L'Ukraine pillé de ses talents

Seulement, ces renforts étrangers risquent d'être tout de même prisés. Car la concurrence est de plus en plus importante dans le recrutement de jeunes français.

« Je pense que c'est un choix politique de chaque club. Jusqu'à preuve du contraire, je ne pense pas qu'il y ait assez de potentiels français pour alimenter 18 centres de formation. Donc c'est un travail qu'on doit avoir avec tous les clubs, la FFBB et la LNB pour faire en sorte que les moyens mis sur la formation et la pré-formation soient plus importants et plus efficaces. Dans le court terme, on n'a pas assez de potentiels pour alimenter 18 équipes. »

Et finalement, tout est peut-être question d'opportunités. A cause de la crise politique et économique que traverse l'Ukraine depuis des années, les jeunes basketteurs de son pays ne rêvent que de s'en aller.

« Maintenant, 90% des jeunes Ukrainiens essayent d'aller à l'étranger, explique Oleksandr Proshuta. Il n'y a plus vraiment d'intérêt à rester ici alors que l'on peut explorer le monde, s'entraîner dans un meilleur environnement basket, et même avoir accès à un programme scolaire ou au moins apprendre une nouvelle langue. Les parents sont plus ouverts à laisser les enfants s'en aller. Il y a des joueurs en France, d'autres sont en Espagne, en Italie ou aux Etats-Unis. Les talents ukrainiens sont éparpillés partout dans le monde parce que le plus haut niveau ukrainien est très faible désormais. A cause de plusieurs raisons mais surtout de la mauvaise situation économique et du conflit armé avec la Russie. [...] Avant que la situation politique et économique du pays ne soit si mauvaise, un championnat U23 (à l'image des Espoirs U21 en France) existait. Mais en raison de la baisse générale des budgets, ce championnat a été supprimé et les seuls clubs conservant des prospects ont engagé une équipe en Higher League, la deuxième division. »

Et pourtant, une crise peut aussi avoir du bon, pour certains. Du moins, elle offre des opportunités.

« Maintenant, il est devenu facile d'obtenir du temps de jeu au plus haut niveau (la Superleague). Il y a 5/6 ans, quand la Superleague était pleine de jouers étrangers de qualité, la plupart des jeunes joueurs jouaient pour l'équipe réserve.
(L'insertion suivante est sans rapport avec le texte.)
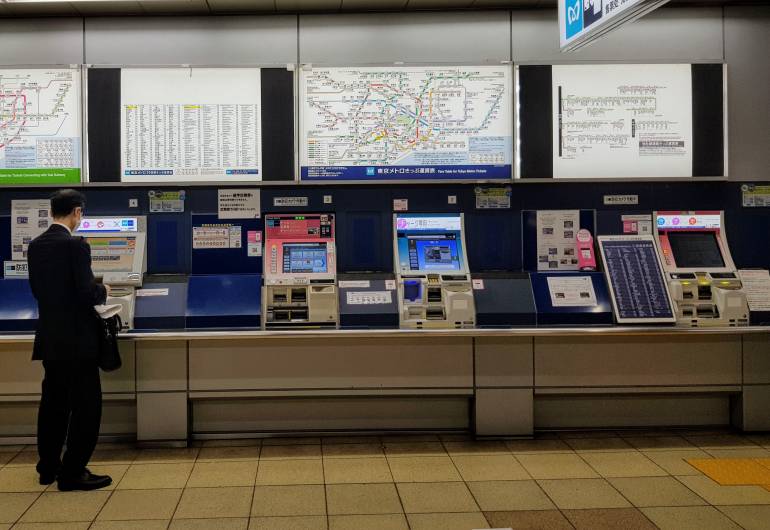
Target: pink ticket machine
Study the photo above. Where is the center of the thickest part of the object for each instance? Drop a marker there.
(699, 269)
(300, 271)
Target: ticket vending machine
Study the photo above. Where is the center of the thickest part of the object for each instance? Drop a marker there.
(300, 271)
(434, 282)
(118, 258)
(701, 275)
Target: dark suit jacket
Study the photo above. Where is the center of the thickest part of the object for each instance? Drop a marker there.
(66, 291)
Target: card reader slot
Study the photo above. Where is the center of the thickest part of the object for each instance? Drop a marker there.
(704, 292)
(280, 297)
(434, 294)
(298, 314)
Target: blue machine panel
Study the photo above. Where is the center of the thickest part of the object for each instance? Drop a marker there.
(503, 300)
(548, 315)
(367, 316)
(18, 308)
(162, 312)
(224, 301)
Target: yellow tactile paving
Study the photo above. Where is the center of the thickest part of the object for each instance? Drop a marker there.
(733, 471)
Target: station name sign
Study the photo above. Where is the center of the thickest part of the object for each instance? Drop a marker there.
(583, 21)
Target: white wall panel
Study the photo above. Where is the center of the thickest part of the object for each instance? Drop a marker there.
(41, 41)
(227, 40)
(693, 34)
(747, 45)
(452, 37)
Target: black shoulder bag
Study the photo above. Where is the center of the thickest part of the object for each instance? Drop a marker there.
(109, 354)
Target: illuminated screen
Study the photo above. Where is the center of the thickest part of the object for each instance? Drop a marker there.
(696, 250)
(304, 258)
(437, 253)
(112, 254)
(429, 242)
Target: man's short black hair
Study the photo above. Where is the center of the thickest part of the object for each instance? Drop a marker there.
(64, 202)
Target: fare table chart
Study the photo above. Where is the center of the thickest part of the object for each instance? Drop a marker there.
(639, 291)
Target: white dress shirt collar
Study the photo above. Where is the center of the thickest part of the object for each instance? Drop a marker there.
(62, 224)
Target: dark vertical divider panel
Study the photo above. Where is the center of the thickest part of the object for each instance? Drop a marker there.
(708, 120)
(104, 124)
(168, 244)
(493, 240)
(277, 124)
(536, 127)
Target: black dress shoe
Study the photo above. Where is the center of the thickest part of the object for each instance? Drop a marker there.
(46, 479)
(86, 481)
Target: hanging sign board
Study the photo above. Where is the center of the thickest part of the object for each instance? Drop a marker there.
(581, 22)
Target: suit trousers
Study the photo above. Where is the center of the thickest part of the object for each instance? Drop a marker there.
(71, 411)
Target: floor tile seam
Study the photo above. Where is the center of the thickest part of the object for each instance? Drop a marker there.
(678, 479)
(39, 494)
(602, 477)
(112, 492)
(649, 460)
(398, 494)
(717, 508)
(181, 494)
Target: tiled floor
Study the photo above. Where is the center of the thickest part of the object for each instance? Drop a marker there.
(630, 480)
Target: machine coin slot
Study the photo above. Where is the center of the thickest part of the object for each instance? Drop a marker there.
(704, 292)
(434, 313)
(434, 294)
(298, 295)
(412, 290)
(299, 314)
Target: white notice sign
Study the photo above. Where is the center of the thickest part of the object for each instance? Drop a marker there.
(29, 219)
(622, 120)
(239, 204)
(556, 244)
(756, 285)
(152, 292)
(572, 291)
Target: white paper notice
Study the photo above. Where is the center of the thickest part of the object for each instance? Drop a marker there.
(354, 284)
(190, 124)
(369, 297)
(572, 291)
(556, 244)
(239, 204)
(622, 120)
(756, 285)
(29, 219)
(209, 237)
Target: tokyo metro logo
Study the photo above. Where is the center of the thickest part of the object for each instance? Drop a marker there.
(579, 14)
(573, 10)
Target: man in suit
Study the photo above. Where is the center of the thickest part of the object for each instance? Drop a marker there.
(67, 341)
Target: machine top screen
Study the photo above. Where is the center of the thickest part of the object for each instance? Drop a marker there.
(429, 243)
(693, 250)
(112, 254)
(304, 258)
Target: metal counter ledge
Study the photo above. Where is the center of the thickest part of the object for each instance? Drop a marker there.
(236, 333)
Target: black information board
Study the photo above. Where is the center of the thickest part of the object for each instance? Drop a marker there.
(635, 277)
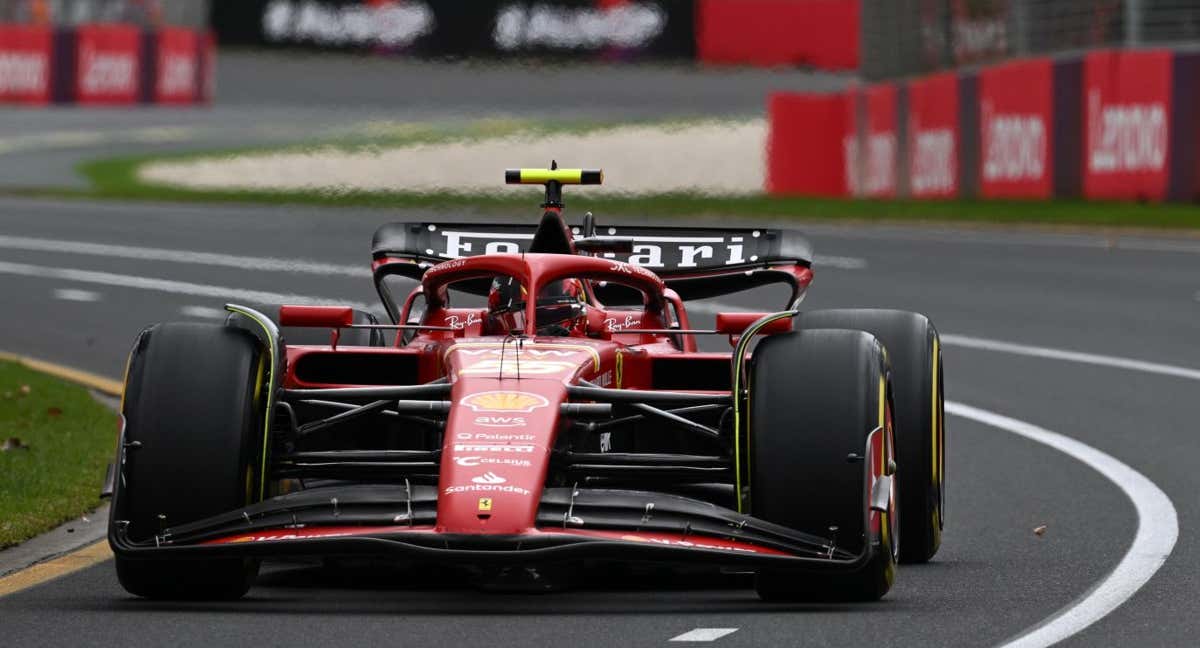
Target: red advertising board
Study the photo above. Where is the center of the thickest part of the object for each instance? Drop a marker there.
(805, 148)
(880, 169)
(1015, 130)
(816, 33)
(25, 64)
(1127, 97)
(108, 64)
(179, 65)
(934, 137)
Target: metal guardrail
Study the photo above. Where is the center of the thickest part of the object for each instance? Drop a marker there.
(907, 37)
(190, 13)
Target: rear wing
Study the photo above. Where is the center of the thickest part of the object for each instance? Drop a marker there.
(697, 263)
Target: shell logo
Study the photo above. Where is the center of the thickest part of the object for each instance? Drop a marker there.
(504, 401)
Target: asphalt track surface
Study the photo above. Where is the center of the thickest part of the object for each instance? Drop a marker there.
(69, 300)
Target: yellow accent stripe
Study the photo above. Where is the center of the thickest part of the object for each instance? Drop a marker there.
(91, 381)
(57, 568)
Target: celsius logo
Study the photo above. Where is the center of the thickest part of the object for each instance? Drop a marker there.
(505, 401)
(1014, 147)
(472, 462)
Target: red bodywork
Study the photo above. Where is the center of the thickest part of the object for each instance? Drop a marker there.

Seuls les plus talentueux, comme Svi Mikhailiuk ou Oleksandr Mishula avaient des chances de jouer en équipe première. Par exemple, Alex Len (joueur des Phoenix Suns, en NBA) à 19 ans alors n'a joué que cinq matchs avec Dnipro avant de partir à Maryland (en NCAA). Maintenant, personne n'a d'argent, donc les clubs s'ouvrent aux jeunes joueurs. La majorité des équipes de Superleague ont trois/quatre U21 dans leur effectif de douze joueurs, plusieurs d'entre eux ont un temps de jeu décent. En faisant des économies en intégrant les jeunes - qui ne coûtent pas grand chose -, les clubs peuvent continuer à payer des joueurs étrangers. »

Reste à attendre désormais de savoir si certains de ces joueurs précités évolueront un jour en Ligue Nationale de Basket sous le statut de JFL.

 

* Poste 5 ukrainien de 2,18 m, Yulian Yemets s'était engagé à l'ASVEL en fin d'été pour évoluer en Espoirs et s'entraîner avec les professionnels comme le Sénégalais Sow. Mais son agent a finalement décidé "de changer de stratégie" selon l'ASVEL. Son jeune poulain, qui a donc quitté le club. Il devrait signer en Espagne nous a indiqué son représentant.